29 May 1998


PEA and bean growers still have scope to exploit value-added premium markets, some of which are not being satisfied by UK-sourced pulses.

In times of economic uncertainty for pulses, as for cereals, growers need to be aware of all the possible premium paying markets, says Geoffrey Gent, director of the Processors and Growers Research Organisation.

But growing for such outlets is not without risk, he warns. As such extra management is needed.

"Unlike cereals, markets for peas and beans are very diverse and there are some worthwhile premiums to be had which could underpin profits in future," he points out. "But there is a trade off in lower yield, higher inputs, and increased risk.

"Experienced growers who develop a production strategy and establish a working relationship with a specialist merchant should be able to gain a worthwhile share of a range of niche markets."

At Cereals 98 PGRO and the British Edible Pulse Association are jointly mounting a demonstration to show growers which premium markets are available, and how to achieve a quality sample.

Currently UK production from just over 200,000ha (500,000 acres) of peas and beans yields 575,000t, or just about half the 1.1m tonnes needed for compounding.

Although the 60,000t market for micronising for animal feed rations is being met, demand for this specialist market, which is worth a premium of about £10/t, is expanding steadily.

Still slack

There is still some slack to be taken up for canning, with a shortfall of last year of about 2000t on demand of 24,000t of marrowfat peas. There was an even bigger shortfall, about 3,000t or 40%, in supplies of the small blue peas needed for canning.

The premium for canning quality peas is about £40/t. This is doubled for marrowfats which meet the export specification. Last year UK growers only supplied 6000 of the 8-10,000t requirement. There was an even bigger vacuum left to be filled for human consumption beans for overseas markets. There was demand for 30,000t, yet UK growers supplied just 50% of beans needed.

"To meet the requirements of value-added markets growers should select the appropriate variety then manage the crop so the sample meets the specifications," Mr Gent says. "BEPA will advise on the varieties, choice of the wrong one could slam the door on the intended market opportunity making the crop suitable only for inclusion in animal feeds."

For the export trade samples of large marrowfat peas with good colour and free from serious blemishes are required. The market wants a traditional marrowfat type, so Maro is particularly suitable.

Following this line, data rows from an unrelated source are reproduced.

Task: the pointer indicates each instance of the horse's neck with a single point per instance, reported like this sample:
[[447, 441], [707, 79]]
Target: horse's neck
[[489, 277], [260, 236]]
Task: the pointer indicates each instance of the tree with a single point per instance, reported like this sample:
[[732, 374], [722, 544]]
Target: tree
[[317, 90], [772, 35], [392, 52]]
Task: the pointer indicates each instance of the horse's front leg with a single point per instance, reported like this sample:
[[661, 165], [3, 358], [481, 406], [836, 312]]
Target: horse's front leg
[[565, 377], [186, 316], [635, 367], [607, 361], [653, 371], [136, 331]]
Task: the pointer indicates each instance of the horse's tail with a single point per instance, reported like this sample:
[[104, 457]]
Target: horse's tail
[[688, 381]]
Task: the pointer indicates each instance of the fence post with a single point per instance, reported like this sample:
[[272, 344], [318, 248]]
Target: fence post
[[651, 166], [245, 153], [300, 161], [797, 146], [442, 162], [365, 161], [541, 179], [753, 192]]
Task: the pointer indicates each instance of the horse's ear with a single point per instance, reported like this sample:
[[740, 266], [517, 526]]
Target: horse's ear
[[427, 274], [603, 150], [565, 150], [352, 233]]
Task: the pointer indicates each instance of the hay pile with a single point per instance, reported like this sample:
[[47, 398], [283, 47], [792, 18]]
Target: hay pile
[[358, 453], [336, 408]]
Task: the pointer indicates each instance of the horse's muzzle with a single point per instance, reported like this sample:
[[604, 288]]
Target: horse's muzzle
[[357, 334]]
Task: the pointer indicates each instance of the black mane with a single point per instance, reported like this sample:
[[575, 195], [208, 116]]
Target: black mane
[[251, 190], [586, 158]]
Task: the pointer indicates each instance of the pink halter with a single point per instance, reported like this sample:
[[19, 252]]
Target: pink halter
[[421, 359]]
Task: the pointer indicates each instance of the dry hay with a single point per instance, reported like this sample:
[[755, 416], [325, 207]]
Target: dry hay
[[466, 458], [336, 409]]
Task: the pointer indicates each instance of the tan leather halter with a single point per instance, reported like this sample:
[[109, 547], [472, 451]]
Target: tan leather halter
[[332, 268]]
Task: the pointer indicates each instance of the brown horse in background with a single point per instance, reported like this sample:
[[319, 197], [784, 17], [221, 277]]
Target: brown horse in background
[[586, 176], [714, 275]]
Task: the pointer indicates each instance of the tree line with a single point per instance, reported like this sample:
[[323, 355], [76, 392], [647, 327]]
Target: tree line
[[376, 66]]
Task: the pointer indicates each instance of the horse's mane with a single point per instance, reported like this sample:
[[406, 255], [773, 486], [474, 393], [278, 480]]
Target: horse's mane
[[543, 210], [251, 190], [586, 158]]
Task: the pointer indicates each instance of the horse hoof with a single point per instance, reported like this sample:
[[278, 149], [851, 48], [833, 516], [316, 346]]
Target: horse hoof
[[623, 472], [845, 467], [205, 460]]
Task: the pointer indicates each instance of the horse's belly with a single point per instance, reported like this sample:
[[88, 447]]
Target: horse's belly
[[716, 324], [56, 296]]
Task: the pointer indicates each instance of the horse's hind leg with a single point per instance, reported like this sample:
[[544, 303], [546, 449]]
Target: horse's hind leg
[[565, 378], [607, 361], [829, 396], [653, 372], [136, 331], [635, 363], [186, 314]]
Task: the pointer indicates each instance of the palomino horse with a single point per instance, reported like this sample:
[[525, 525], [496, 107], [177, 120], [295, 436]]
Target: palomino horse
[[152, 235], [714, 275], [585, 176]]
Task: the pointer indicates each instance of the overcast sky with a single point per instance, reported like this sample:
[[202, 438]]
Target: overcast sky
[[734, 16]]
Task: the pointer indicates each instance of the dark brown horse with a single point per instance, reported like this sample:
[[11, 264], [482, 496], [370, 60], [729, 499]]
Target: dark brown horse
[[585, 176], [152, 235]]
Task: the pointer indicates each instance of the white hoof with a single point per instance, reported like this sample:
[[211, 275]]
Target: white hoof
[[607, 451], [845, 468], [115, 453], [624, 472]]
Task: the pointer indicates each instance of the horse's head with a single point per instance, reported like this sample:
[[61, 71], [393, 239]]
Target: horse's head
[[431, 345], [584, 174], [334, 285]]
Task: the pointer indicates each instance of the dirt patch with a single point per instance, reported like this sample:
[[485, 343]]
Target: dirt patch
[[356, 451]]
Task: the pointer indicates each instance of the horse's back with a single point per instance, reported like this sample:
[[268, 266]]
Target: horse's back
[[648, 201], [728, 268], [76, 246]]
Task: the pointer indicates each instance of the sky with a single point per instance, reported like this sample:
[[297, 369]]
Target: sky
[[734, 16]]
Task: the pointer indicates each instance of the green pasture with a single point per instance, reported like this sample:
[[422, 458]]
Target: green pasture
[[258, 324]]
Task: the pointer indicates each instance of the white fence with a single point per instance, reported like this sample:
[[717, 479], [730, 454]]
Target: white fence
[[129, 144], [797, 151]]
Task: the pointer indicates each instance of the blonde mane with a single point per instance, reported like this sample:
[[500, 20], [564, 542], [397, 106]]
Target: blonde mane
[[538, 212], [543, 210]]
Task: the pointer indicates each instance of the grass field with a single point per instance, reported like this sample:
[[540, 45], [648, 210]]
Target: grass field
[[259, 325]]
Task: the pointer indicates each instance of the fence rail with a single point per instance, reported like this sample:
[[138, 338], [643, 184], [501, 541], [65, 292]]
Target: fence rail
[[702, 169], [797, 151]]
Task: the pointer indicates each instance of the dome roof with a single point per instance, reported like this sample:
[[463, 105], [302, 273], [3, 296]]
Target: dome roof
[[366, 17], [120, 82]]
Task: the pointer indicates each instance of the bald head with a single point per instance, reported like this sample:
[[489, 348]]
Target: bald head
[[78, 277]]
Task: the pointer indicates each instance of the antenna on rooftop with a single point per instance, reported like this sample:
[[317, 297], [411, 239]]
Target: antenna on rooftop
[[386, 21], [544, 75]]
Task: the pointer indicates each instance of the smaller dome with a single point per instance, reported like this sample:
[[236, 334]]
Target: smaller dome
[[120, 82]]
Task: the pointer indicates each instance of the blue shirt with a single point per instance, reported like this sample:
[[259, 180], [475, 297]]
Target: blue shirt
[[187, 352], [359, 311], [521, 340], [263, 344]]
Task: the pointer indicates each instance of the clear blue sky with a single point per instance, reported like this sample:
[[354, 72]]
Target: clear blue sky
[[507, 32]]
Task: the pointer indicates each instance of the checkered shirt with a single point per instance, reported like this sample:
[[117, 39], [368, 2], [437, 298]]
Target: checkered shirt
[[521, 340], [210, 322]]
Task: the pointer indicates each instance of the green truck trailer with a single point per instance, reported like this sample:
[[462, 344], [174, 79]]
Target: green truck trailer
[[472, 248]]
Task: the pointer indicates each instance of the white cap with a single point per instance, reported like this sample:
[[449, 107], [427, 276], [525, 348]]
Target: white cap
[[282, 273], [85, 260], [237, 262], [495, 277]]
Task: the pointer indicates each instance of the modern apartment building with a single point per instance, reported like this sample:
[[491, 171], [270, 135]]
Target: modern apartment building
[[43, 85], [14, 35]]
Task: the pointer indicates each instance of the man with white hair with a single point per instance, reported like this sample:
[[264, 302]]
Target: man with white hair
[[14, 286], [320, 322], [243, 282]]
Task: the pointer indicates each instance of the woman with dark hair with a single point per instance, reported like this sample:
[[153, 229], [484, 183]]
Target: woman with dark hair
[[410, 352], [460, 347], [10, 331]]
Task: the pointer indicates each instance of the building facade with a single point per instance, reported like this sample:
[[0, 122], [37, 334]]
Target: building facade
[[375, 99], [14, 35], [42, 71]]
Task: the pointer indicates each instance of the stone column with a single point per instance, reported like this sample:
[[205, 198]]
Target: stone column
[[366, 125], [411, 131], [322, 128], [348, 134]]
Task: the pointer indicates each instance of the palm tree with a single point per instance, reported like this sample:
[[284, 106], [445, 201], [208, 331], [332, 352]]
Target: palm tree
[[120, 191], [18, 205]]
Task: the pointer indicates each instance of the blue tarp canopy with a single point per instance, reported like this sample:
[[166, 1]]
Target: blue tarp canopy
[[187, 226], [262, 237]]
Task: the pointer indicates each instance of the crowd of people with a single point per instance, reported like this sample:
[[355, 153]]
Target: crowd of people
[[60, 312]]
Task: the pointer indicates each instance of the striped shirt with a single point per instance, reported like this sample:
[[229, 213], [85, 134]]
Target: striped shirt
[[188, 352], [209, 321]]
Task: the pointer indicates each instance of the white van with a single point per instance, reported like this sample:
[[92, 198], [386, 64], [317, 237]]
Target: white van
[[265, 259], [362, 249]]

Other options include Princess, Eagle and Progreta. Growers selecting Maro sacrifice yield as it has a rating of 80 on the NIAB list compared with 102 for the best of the fully recommended feed types Baccara and Focus.

Standing ability is also sacrificed as Maro has a 4 on the NIABs 1-9 scale where a low score denotes a high risk of a flat crop. The best of the feeders have 7s or 8s.

"In practice this means a Maro grower can expect severe lodging in nine out of 10 years, with the feeders going down in just three or four years. But there is never a guarantee of a standing crop at harvest and growers can do absolutely nothing to stop lodging. Those with experience will not worry as they know that with care and patience at harvest, and lifting fingers on the combine, most of the crop will be picked up. But a new grower is unlikely to want to put with this sort of hassle."

In addition to low yield and flat crops, growers wanting to produce marrowfats for export face a substantial increase to input costs. A seed treatment to control downy mildew is needed, an insecticide spray programme to beat the pea moth will have to be implemented, and a fungicide sprayed.

"On top of all this is the risk the crop may not meet the specifications. Growers do not want to use a low yielding variety, invest more in inputs, and cope with a difficult harvest to have the peas rejected. If they fail to make the grade they would have to be sold for animal feed at the base price.

Standing ability

For micronising green seeded varieties are needed. Growers should select these from the NIAB list after considering their standing ability. Hampton and Elan are two obvious candidates which yield within 3% of the best of the rest. For this end-use there are no specific changes needed to the standard agronomic package.

Beans for human consumption export markets in the Middle East need pale skins, and freedom from Bruchid beetle damage. The pest is now widespread and well established in traditional bean growing areas, and as there are no reliable control measures available it can wreck all hope of market acceptability.

This is why Mr Gent suggests all bean growers, whether in traditional areas or not, with pale seeded varieties should check their sample for holes. If the beans appear sound they could scoop the export bonus.


To demonstrate the potential value-added markets available, the British Edible Pulse Association has sown plots at the Cereals 98 site with 21 varieties of peas and beans. There are 16 spring pea varieties, two winter types, and three spring beans. Those suitable for the micronising market include the green seeded Hampton, Elan, Lantra, Espace, Woodcock and Solara. Small blue types for canning include Flair and Conquest. The three beans, all for export outlets, are Victor, Alpine, and Maris Bead.